Saving NetNews with Tcl(lib)

Published , updated

Given my various interests I am following several groups like <news:comp.lang.tcl> and <news:comp.risks> on NetNews, a global bulletin board system which was started shortly after the internet itself.

Due to the ephemeral nature of the various boards' contents, with most servers keeping messages for only a week or two, any access to older messages means that I either have go to some website which backs them up, like Google Groups, or save them on my own.

Here I describe how to do the latter, using Tcl and Tcllib.

We will need access to Tcllib's sources even if it is already installed from your favorite distribution's repositories. This is because we will be using the two scripts pullnews and dirstore found under examples/nntp to accomplish our task, and I know of no distribution that installs the Tcllib examples.

Edit: Stuart Cassoff tells me that OpenBSD does install the examples, since 2008.

Next, we need an account, i.e., a user name and a password, with a host serving NetNews via NNTP. If your ISP does not provide one then you have to use one of several specialized providers, like Eternal September.

With that done below are my script

#!/bin/sh
#--
GROUP=comp.lang.tcl
#--
BASE=$HOME/Projects/Backups/News
ACCOUNT=$BASE/etc/eternal-september.org
SERVER=news.eternal-september.org
SAVETO=$BASE/archive/$GROUP
BINDIR=$BASE/bin

$BINDIR/pullnews -via $ACCOUNT $SERVER $GROUP \
$BINDIR/dirstore $SAVETO

and its account file:

the-user-name
the-user-password
(additional optional lines ignored by pullnews)

Well, not quite. My actual paths are slightly different, I am not telling anybody my account information, and the group name is an argument. Making the equivalent changes is left as an exercise for the reader.
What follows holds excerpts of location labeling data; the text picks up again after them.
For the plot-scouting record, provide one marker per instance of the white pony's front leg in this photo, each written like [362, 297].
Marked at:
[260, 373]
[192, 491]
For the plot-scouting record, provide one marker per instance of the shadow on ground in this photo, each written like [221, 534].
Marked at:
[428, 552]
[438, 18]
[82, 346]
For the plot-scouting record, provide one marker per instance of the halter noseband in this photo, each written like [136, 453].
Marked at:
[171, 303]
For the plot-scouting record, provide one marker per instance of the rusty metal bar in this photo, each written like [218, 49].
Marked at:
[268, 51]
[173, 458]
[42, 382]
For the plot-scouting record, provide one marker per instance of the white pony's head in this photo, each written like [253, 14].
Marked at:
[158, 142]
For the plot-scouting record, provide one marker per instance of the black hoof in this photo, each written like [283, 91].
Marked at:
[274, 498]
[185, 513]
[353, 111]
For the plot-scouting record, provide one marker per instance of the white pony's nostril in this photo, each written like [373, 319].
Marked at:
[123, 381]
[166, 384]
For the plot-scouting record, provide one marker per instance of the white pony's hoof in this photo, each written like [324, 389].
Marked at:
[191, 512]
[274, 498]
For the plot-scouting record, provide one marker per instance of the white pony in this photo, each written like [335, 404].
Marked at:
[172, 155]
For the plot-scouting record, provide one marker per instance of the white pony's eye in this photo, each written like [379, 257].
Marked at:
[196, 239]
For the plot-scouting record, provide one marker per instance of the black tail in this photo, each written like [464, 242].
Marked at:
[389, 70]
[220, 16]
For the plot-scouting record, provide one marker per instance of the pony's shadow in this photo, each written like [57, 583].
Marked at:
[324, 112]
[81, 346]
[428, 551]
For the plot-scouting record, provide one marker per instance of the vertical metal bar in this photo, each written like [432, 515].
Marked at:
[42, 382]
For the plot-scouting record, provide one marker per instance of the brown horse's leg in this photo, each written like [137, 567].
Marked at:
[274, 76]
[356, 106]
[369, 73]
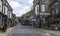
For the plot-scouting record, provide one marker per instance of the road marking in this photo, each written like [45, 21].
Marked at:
[47, 34]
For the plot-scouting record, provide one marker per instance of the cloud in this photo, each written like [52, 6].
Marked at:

Some explanations and notes are now likely in order:

  • As written both pullnews and dirstore were copied into the chosen structure.

    They could also be copied into a path listed on the PATH or the PATH could be extended to include the directory they reside in. Either way would allow their use in the script without needing an absolute path.

  • My host (Shaw, Eternal September as well) requires an account, and thus the

    -via $ACCOUNT

    in the script. If the actual host is fully open, without the need for any account, then this part of the script has to be removed.

  • I have added an entry to my crontab which runs the script several times a day (actually several times per hour). This ensures that all new(s) articles of the group incrementally accumulate in the backup directory as they arrive.

  • It is, however, a good idea to make an initial manual run of the script to pull in the saved backlog from the host as that may take a long time (depending on how much it keeps). Eternal September, for example, has a backlog spanning several years.

  • Do not forget to create the directory mentioned in SAVETO before the first run. The dirstore script will not create it and will bail out with an error if the directory is missing.

Now we have a functioning backup, although our storage system is quite simple - just a directory.

If we want to use a storage system that supports more features, like an index, searching, etc., we have to look under the hood of pullnews a bit to see how it talks to the dirstore.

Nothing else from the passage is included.